A Mobility car today already consumes one fifth less fuel in comparison. More alternative drives are also set to further reduce overall emissions.
The Mobility fleet is and will remain efficient: its average fuel consumption currently stands at 4.7 litres/100 km, meaning a Mobility car undercuts the average new Swiss car by one fifth. "Where possible, we want to offer top-of-the-range vehicles in all our different categories", explains Viktor Wyler, Head of the Fleet. This is also reflected in CO2 emissions: with an output of 94 g CO2/km, it is also far below the Swiss average for new cars (134 g CO2/km).
Mobility has taken 31’400 private cars off the road and saves 23’500 tonnes of CO2 emissions each year.

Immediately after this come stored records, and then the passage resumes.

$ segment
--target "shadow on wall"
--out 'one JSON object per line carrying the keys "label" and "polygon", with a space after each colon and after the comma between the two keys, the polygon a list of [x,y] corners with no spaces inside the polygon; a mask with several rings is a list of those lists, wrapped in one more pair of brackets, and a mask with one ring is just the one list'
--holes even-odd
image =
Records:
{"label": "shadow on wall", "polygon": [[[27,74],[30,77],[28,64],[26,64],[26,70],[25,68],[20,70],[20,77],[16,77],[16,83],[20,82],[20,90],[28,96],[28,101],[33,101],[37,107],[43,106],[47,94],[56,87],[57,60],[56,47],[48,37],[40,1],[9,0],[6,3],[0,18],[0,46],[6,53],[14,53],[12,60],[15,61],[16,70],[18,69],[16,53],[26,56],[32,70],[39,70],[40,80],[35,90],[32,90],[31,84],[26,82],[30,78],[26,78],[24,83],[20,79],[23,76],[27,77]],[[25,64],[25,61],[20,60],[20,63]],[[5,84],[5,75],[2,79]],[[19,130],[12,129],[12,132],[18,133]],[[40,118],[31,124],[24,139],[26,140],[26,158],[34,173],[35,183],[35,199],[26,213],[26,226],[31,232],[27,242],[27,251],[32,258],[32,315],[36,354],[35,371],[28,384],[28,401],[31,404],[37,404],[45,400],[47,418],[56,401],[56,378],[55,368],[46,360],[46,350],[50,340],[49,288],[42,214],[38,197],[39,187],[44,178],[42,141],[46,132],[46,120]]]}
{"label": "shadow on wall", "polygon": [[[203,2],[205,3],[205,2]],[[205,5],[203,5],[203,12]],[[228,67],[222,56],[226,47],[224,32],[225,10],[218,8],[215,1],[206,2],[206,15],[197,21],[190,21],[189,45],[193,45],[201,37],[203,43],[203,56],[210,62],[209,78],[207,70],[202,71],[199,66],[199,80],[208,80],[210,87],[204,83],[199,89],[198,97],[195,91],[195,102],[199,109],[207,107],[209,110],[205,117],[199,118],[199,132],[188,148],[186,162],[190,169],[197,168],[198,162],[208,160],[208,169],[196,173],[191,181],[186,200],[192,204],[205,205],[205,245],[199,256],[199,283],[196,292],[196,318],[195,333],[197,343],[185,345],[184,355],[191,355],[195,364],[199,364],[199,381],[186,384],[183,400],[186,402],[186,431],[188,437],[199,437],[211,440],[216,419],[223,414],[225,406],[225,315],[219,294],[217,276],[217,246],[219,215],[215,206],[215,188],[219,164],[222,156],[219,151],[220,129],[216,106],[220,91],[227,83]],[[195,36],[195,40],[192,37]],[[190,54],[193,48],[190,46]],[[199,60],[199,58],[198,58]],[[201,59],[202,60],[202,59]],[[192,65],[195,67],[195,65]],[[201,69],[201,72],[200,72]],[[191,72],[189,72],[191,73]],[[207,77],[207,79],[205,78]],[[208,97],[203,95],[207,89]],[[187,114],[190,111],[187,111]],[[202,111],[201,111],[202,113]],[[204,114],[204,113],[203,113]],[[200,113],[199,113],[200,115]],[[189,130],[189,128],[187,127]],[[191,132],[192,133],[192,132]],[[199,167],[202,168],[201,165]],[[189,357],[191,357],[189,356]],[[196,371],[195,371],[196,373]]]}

However, all values could increase slightly in the future. There are several reasons for this: firstly, because of the diesel scandal, the cooperative is increasingly replacing diesel vehicles with petrol ones. These emit less nitrogen oxide, but more carbon dioxide. Secondly, more and more Mobility users want to drive automatic vehicles, which also consume more. "And thirdly," explains Wyler, "the industry ultimately has to adopt more realistic methods. This causes the original fuel consumption figures for all cars worldwide to rise."
Alternative drive systems are on the rise
Alternative drive systems are also a hot topic at Mobility. Therefore, the company sets itself the goal of operating 150 electric cars by the end of next year – around twice as many as there were a few months ago. The challenge lies in the fact that no electric cars have been able to cover their costs so far. The purchase and infrastructure costs are too high, and the booking numbers too low. "We can therefore say at present that the other categories cross-subsidise electric cars," says Viktor Wyler. Mobility also offers 110 Toyota Yaris Hybrids (combined electric/petrol drive) and 100 gas-fuelled Go vehicles in Geneva. The Mobility "ServiceMobil" staff, who take care of the cleanliness and driveability of the cars, also drive gas VWs.
Changing the behaviour of users is more important than emission ratings
Despite all efforts, one thing is crucial to establishing a low-emission fleet: it is the change in user behaviour that creates the major sustainable effect of car sharing – not the cars themselves. After all, a study showed that Mobility drivers often don’t have a car or a second car and use public transport more frequently instead. Mobility has therefore taken 31’400 private cars off the road in Switzerland and saves 23’500 tonnes of CO2 emissions each year. A great thing for the environment!